Friday, March 4, 2022 5:38 PM

Where sleeping car porters stayed


Gil Carty remembers his great aunt Jean McKenzie, who immigrated from Jamaica in the 1920s, saved her money and bought a house downtown.


Aunt Jean’s portrait


When I was little, I was intimidated by my Great Aunt Jean McKenzie! She seemed so big. She was experienced with kids – she had been a nanny to Eaton family children – and got a charge out of scaring me. When I called her a giant, she’d take a few steps toward me, threaten to bite my head off and send me scurrying.

She really was a giant in terms of her accomplishments as a Jamaican immigrant to Toronto in the 1920s. By the early 1940s, she had saved enough to buy a large house at 49 Beverley St. She turned it into accommodation for sleeping car porters and others. The multi-talented celebrity Paul Robeson stayed there; he couldn’t get a hotel room because of the racial climate at the time. The porters probably directed him to my aunt’s.

The place was always busy. Our family, which then included cousins and grandfather, lived on one floor in the 1950s. My parents stayed there while they saved to buy their Scarborough home. My mother was a seamstress in the garment district; my father, a porter.

They had met at my aunt’s house, where my mother came to stay after leaving Jamaica at 18. My father, from New Brunswick, had left the air force and was living around the corner at University Settlement House. I was born in 1950.

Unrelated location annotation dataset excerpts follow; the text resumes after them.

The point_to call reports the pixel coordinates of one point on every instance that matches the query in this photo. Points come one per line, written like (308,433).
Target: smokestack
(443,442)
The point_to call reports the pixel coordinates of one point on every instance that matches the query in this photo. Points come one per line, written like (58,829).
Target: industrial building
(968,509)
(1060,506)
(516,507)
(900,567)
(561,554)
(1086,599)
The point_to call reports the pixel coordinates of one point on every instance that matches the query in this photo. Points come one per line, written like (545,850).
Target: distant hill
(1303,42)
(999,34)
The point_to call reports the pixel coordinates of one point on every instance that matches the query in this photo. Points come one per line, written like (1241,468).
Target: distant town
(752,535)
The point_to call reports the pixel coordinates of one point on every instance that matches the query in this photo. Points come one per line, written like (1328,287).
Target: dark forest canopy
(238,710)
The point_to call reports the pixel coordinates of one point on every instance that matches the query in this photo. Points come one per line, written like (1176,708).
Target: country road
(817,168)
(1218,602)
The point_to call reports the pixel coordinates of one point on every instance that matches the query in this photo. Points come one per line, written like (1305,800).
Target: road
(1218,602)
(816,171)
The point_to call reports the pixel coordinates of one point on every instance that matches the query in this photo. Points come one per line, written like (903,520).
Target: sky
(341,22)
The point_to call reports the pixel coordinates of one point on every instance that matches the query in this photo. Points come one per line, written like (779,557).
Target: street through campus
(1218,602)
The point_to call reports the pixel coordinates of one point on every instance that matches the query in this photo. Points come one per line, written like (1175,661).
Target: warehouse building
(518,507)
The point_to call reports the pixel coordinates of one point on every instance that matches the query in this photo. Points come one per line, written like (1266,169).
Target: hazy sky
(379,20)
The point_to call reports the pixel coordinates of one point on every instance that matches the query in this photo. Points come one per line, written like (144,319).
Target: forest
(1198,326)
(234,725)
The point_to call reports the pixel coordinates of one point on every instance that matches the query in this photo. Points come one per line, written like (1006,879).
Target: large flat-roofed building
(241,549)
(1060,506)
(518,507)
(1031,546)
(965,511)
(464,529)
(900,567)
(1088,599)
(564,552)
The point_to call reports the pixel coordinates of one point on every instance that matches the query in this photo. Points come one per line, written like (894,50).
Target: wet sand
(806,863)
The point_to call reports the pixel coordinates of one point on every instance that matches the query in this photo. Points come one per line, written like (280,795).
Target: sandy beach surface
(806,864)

I have some vivid memories of life at my aunt’s. I used to share my mother’s bed because my father was on the trains. Once, I awoke, mistook clothes on the bedpost for a man and alerted my mother. She screamed, and my grandfather came running. After that, I never slept in her bed again.

One Sunday morning in 1955, I awoke to smell smoke from the smoldering ruins of St. George the Martyr, a Black church in downtown. It had caught fire during the night.

I also remember chicken feet hanging in the back shed. My aunt made soup out of them, but they gave me the creeps.

My aunt was a generous, considerate woman. Preparing to return to Jamaica in the early 1970s, she sold her house and left money to a loyal Hungarian tenant, who had lived in her house for many years. She wanted to make sure he would be all right.

Wedding portrait of Gil’s parents


Portrait of Gil holding a painting of a house resembling his great aunt’s house and holding Jean’s portrait.